Triptych

Transitions №7

Author: Trish Jean

 
Part 1: Long Reaching Back
 

 
Bird calls rent the soundscape
with scissors
Snip snip
I don’t know what is going to happen
Snip snip
It might be why birdsong seems
intrusively pitched and cheeky
Snip snip

The worst thing would be telling
my brothers and sisters and
trying not to lose them or myself
in reflections on a life lived

They’re probably less acute than me
about what didn’t happen in my life
but I know the shadow to my death
will be what doesn’t happen next
and that shadow will be long
reaching back
to touch other shadows
that have followed us

I pull up the snow
The ocean is beneath my head
The colour of midnight sleeps beside me
Of course I’m speaking of the cotton rug
my scrunched up pillow
the feral cat who came to love me

In the busyness of the birds
I accept the day if
I can live it for now from my bed
snip snip
I roll over onto the idea
of my death shadow
snip snip

If I’m lying flat you won’t
see the shadow beneath me.
snip snip

 
 
Triptych.

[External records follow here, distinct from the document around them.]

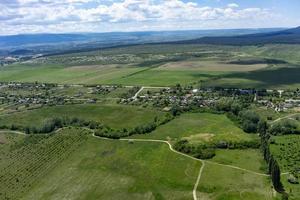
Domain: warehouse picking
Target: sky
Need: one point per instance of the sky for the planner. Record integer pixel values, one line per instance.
(66, 16)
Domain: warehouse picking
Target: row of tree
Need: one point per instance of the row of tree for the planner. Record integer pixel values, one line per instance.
(273, 167)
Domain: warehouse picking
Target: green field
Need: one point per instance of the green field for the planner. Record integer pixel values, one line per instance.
(119, 170)
(286, 151)
(200, 127)
(28, 160)
(115, 116)
(167, 65)
(221, 183)
(250, 159)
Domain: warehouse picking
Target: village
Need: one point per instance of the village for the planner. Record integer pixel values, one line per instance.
(33, 95)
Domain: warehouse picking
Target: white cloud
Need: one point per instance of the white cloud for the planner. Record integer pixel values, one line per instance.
(19, 16)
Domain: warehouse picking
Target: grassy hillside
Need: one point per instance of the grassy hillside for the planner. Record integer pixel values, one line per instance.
(115, 116)
(119, 170)
(27, 161)
(199, 128)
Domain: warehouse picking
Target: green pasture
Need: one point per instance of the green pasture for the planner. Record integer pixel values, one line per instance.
(223, 183)
(119, 170)
(115, 116)
(200, 127)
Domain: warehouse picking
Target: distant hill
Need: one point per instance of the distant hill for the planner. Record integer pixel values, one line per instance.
(289, 36)
(87, 40)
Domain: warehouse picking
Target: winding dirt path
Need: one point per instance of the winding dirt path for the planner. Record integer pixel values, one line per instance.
(177, 152)
(285, 117)
(203, 162)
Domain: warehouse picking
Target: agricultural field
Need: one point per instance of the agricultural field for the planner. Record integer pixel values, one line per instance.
(286, 151)
(200, 128)
(220, 182)
(167, 65)
(115, 116)
(30, 158)
(119, 170)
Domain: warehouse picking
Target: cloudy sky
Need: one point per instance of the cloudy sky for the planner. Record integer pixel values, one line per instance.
(57, 16)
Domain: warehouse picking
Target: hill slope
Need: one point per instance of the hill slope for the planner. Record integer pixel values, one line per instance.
(289, 36)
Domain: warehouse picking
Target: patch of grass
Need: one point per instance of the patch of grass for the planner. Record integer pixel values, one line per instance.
(32, 158)
(250, 159)
(195, 125)
(115, 116)
(222, 183)
(119, 170)
(286, 151)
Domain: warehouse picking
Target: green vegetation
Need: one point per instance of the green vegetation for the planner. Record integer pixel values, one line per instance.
(115, 116)
(33, 157)
(166, 65)
(286, 150)
(103, 169)
(224, 183)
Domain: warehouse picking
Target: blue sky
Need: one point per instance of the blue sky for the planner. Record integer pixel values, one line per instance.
(60, 16)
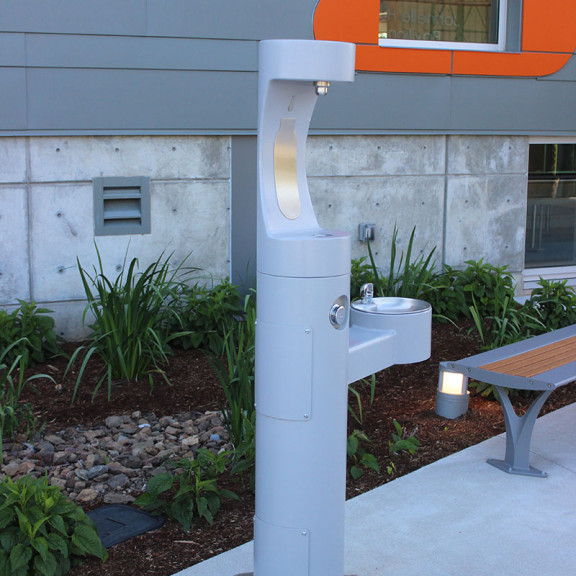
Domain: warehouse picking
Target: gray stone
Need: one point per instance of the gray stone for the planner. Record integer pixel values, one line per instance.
(118, 481)
(115, 421)
(118, 498)
(53, 439)
(88, 496)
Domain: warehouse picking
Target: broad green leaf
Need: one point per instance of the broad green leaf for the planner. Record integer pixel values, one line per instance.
(160, 483)
(6, 517)
(57, 543)
(41, 546)
(20, 556)
(356, 472)
(45, 566)
(57, 522)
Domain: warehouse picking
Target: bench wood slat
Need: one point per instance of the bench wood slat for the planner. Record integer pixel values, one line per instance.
(534, 362)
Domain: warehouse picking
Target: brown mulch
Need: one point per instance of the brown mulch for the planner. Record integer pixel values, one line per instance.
(405, 393)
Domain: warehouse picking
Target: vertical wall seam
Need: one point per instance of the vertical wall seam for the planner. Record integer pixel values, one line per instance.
(29, 220)
(445, 216)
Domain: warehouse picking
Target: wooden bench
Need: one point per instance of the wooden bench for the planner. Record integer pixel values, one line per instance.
(541, 364)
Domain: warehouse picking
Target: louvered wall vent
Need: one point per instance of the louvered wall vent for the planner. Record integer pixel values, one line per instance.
(121, 205)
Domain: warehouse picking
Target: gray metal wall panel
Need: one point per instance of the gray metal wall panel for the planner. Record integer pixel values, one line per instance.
(394, 102)
(245, 19)
(524, 105)
(74, 51)
(124, 100)
(74, 16)
(106, 66)
(12, 50)
(13, 102)
(244, 198)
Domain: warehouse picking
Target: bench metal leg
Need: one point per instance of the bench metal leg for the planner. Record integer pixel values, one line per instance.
(518, 436)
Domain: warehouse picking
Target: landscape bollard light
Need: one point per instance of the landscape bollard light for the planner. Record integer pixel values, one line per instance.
(452, 395)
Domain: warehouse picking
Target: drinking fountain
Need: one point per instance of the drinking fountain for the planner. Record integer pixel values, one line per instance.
(310, 342)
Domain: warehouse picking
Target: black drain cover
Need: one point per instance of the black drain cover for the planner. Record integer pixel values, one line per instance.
(117, 523)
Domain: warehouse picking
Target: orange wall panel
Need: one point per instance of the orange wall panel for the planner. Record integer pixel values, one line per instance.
(549, 26)
(347, 21)
(404, 60)
(548, 40)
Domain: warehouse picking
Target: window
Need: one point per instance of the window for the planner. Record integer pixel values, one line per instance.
(551, 216)
(121, 205)
(478, 24)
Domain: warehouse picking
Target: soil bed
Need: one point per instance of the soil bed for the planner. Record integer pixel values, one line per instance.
(403, 393)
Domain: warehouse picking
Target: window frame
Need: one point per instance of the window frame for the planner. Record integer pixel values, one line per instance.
(500, 46)
(532, 276)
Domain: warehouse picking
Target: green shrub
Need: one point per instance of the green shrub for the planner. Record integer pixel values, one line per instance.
(447, 297)
(207, 315)
(480, 285)
(237, 374)
(41, 531)
(358, 455)
(406, 278)
(193, 494)
(15, 415)
(554, 302)
(402, 441)
(32, 329)
(131, 317)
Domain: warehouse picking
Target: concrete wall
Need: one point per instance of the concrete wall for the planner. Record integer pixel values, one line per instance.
(46, 212)
(466, 195)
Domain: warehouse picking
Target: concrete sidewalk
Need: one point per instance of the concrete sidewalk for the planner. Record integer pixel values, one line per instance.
(461, 516)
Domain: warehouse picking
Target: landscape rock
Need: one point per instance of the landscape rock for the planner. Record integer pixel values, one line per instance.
(113, 461)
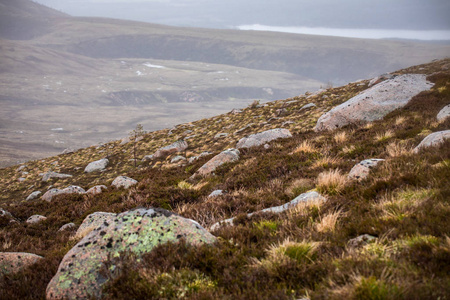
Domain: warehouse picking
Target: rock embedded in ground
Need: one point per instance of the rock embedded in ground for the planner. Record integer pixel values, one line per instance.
(361, 170)
(47, 176)
(97, 166)
(13, 262)
(227, 156)
(35, 219)
(443, 113)
(303, 198)
(176, 147)
(33, 195)
(123, 181)
(95, 190)
(262, 138)
(73, 189)
(79, 275)
(434, 139)
(375, 102)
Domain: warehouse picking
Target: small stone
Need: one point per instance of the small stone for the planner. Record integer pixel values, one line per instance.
(35, 219)
(123, 181)
(33, 195)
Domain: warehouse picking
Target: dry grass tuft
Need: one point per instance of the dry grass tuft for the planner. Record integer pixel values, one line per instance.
(331, 182)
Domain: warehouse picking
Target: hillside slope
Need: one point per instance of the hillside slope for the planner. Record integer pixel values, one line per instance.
(308, 250)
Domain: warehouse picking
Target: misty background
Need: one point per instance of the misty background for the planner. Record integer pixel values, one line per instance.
(385, 18)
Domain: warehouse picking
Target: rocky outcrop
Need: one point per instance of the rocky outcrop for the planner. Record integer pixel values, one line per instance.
(35, 219)
(123, 181)
(13, 262)
(374, 103)
(444, 113)
(176, 147)
(361, 170)
(97, 166)
(47, 176)
(305, 198)
(261, 138)
(73, 189)
(33, 195)
(434, 139)
(227, 156)
(136, 232)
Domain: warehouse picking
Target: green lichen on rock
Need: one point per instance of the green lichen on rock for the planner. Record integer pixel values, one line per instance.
(137, 232)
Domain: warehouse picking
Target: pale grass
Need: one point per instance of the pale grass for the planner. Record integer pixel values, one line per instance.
(340, 137)
(326, 162)
(305, 147)
(398, 148)
(382, 136)
(331, 182)
(328, 222)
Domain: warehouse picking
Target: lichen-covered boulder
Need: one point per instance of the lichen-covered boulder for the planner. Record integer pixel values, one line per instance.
(361, 170)
(97, 166)
(47, 176)
(227, 156)
(375, 102)
(178, 146)
(95, 190)
(443, 113)
(33, 195)
(434, 139)
(136, 232)
(262, 138)
(73, 189)
(12, 262)
(35, 219)
(123, 181)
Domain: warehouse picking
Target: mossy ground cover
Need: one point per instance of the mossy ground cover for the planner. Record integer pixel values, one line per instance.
(304, 251)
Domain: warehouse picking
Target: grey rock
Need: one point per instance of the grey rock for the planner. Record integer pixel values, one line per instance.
(375, 102)
(434, 139)
(444, 113)
(33, 195)
(35, 219)
(262, 138)
(97, 166)
(361, 170)
(123, 181)
(47, 176)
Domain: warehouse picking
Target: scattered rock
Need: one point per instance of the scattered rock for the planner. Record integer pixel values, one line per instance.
(35, 219)
(33, 195)
(178, 146)
(73, 189)
(216, 193)
(305, 197)
(227, 156)
(123, 181)
(220, 135)
(95, 190)
(47, 176)
(433, 139)
(375, 102)
(97, 166)
(68, 226)
(361, 241)
(306, 106)
(263, 137)
(177, 158)
(361, 170)
(13, 262)
(444, 113)
(137, 232)
(94, 221)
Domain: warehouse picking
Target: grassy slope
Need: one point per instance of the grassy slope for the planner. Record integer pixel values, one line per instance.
(404, 203)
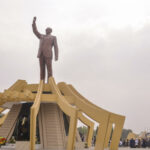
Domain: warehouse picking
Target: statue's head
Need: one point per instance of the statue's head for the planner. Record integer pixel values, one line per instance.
(48, 30)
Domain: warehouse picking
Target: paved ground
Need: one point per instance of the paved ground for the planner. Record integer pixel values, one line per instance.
(123, 148)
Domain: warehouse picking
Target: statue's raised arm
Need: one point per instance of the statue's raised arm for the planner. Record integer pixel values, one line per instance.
(35, 31)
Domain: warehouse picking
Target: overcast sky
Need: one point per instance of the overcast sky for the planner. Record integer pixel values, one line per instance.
(104, 50)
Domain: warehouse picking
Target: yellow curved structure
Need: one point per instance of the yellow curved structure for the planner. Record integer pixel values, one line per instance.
(71, 103)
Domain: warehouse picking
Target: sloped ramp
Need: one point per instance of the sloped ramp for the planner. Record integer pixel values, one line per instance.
(6, 130)
(52, 132)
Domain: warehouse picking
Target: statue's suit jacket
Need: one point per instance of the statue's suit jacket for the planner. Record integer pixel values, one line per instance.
(46, 44)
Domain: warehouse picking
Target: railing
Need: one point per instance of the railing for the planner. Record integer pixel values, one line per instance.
(33, 116)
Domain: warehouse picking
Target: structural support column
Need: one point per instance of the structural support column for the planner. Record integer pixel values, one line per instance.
(101, 135)
(116, 135)
(72, 132)
(109, 130)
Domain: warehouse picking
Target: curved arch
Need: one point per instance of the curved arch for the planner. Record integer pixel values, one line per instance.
(99, 115)
(84, 105)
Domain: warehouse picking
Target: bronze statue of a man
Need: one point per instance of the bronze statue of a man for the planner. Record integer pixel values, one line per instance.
(45, 54)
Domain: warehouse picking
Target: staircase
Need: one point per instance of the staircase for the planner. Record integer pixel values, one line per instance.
(8, 127)
(51, 126)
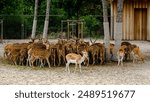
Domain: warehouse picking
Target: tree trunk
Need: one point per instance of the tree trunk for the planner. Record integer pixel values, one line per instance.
(34, 20)
(45, 30)
(118, 35)
(106, 29)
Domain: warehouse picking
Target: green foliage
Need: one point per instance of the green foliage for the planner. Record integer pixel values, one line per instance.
(18, 12)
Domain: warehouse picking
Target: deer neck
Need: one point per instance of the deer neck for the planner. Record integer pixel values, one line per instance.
(82, 58)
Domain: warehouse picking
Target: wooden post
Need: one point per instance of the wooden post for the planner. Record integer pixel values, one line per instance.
(68, 32)
(106, 29)
(118, 35)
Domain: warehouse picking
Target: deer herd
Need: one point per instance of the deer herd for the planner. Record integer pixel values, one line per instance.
(64, 52)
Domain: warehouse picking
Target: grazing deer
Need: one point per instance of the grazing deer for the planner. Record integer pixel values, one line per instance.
(76, 59)
(136, 53)
(120, 54)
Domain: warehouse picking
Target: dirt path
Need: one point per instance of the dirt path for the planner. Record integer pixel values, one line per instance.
(107, 74)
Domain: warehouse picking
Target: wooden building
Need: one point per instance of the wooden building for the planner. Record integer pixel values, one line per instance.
(136, 19)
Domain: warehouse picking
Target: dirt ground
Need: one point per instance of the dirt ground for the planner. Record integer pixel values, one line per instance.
(110, 73)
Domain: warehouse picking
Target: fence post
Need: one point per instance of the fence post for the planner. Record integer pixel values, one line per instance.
(1, 31)
(22, 31)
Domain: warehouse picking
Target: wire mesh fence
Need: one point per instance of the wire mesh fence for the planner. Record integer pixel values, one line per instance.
(20, 26)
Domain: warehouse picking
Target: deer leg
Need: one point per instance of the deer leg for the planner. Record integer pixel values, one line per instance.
(93, 59)
(67, 67)
(80, 67)
(47, 59)
(75, 67)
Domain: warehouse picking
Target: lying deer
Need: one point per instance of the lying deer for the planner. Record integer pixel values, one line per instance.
(76, 59)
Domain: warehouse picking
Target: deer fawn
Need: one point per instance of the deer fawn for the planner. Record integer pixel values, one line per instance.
(76, 59)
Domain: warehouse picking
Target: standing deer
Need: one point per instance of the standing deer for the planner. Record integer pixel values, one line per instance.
(76, 59)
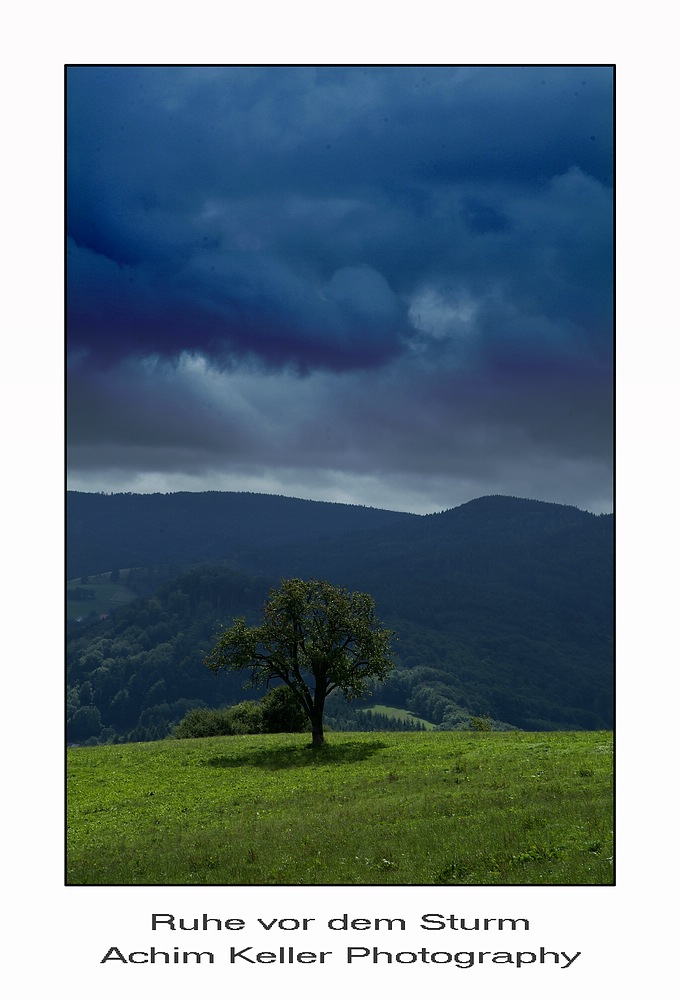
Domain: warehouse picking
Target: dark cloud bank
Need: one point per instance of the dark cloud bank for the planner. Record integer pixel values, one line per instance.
(389, 285)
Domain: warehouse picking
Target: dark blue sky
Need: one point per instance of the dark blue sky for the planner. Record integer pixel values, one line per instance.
(380, 285)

Part 2: The shortest shadow
 

 
A fat drop hits,
then runs away.

It’s not allowed to stay
here, up on the window,
where I watch the tree tops.

It leaves a residue that dries to dirt.

It’s a bit like life.
The moments hit like
rain, or its absence.

Fleeting, soaking
drought, storm, dirt.
Those weather patterns
are reflected inside me.

It’s a long way through them,
to the shadow, on the outside.

Inside, I imagine they
have done the work of my lifetime.
Angry storms that have beaten and kissed the landscape.
Welcome wind that has lined it with pearl, to reflect
the light of the internal moon,
the heat waves of hurt and barrenness
that have bounced the warmth of the inner sun.

Weather has made the subterranean rain in me a pool
in which is reflected stories
of life I should wear again,
as I see myself reflected and climb in.

My shadow becomes the edge between
water in my body and water in the world,
as I straddle the shortest shadow,
that sits in the middle of the day.
That sits perhaps, between life and death.

The water reflects then yields,
unlike the shortest shadow of the day,
when the body is much more full
than the shadow can be.

And I want to live.

There’s a residue that dries to dirt

 
 
Triptych Part 3: Forecast
 

 
There are more days until I know what is to come.
I’ve sent out the future shadow, the one reaching ahead of you.
I can’t tell if it’s following from in front or if it usefully seeks my future.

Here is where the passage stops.